The new wearable device is designed to play specific sounds to improve deep sleep as it detects brain waves related to deep sleep cycle and emits a clicking audio signal for helping its wearer maintaining the state
Many people all over the world go through abnormal sleeping patterns, or disturbed sleep. Especially elder people suffer from such sleep as the deep sleep phase continues to grow shorter with age. Now a team of researchers at ETH Zurich Research Institute developed a wearable device that is designed to play specific sounds to improve deep sleep. When tested in a clinical study, the new device was proven to be effective, however, with different levels of effectiveness for different people.

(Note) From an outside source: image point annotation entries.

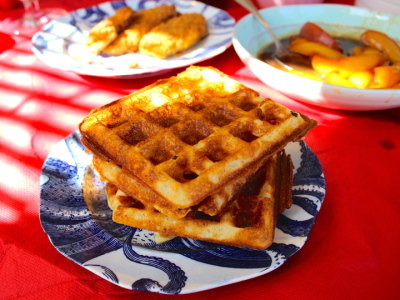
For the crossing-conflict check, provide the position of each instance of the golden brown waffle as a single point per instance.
(186, 137)
(249, 221)
(134, 187)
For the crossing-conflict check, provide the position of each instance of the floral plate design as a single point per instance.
(60, 44)
(81, 228)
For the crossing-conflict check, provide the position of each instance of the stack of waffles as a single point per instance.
(197, 155)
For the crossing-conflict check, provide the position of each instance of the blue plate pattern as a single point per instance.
(77, 220)
(60, 44)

In this new research, the researchers developed novel device named SleepLoop that was inspired by past studies indicating accurately timed sounds that are played through headphones help increase brain waves called slow waves occurring through the deep sleep cycle. The new device consists a headband section that contains electrodes and a microchip, which constantly monitors the electrical activity of brain of the person wearing the device. When the devices detects slow waves it starts emitting a short clicking auditory signal. The wearer cannot heart this sound consciously, yet the signals improve the slow waves as they help synchronizing the activity if neurons. The team tested the technology on 16 subjects aging between 62 and 78 years. The subjects used SleepLoop every night at home for four weeks. The device kept emitting the sleep boosting signal for only two weeks out of four, where these two weeks were not identified neither by scientists nor the subjects.
Furthermore, when the team studied the recorded data, it found that using SleepLoop enhanced the slow waves in some subjects, while it did not show any effects on others. From these results, the team is not focusing on finding a new method to develop a device that would work on particular individuals, in order to improve its performance.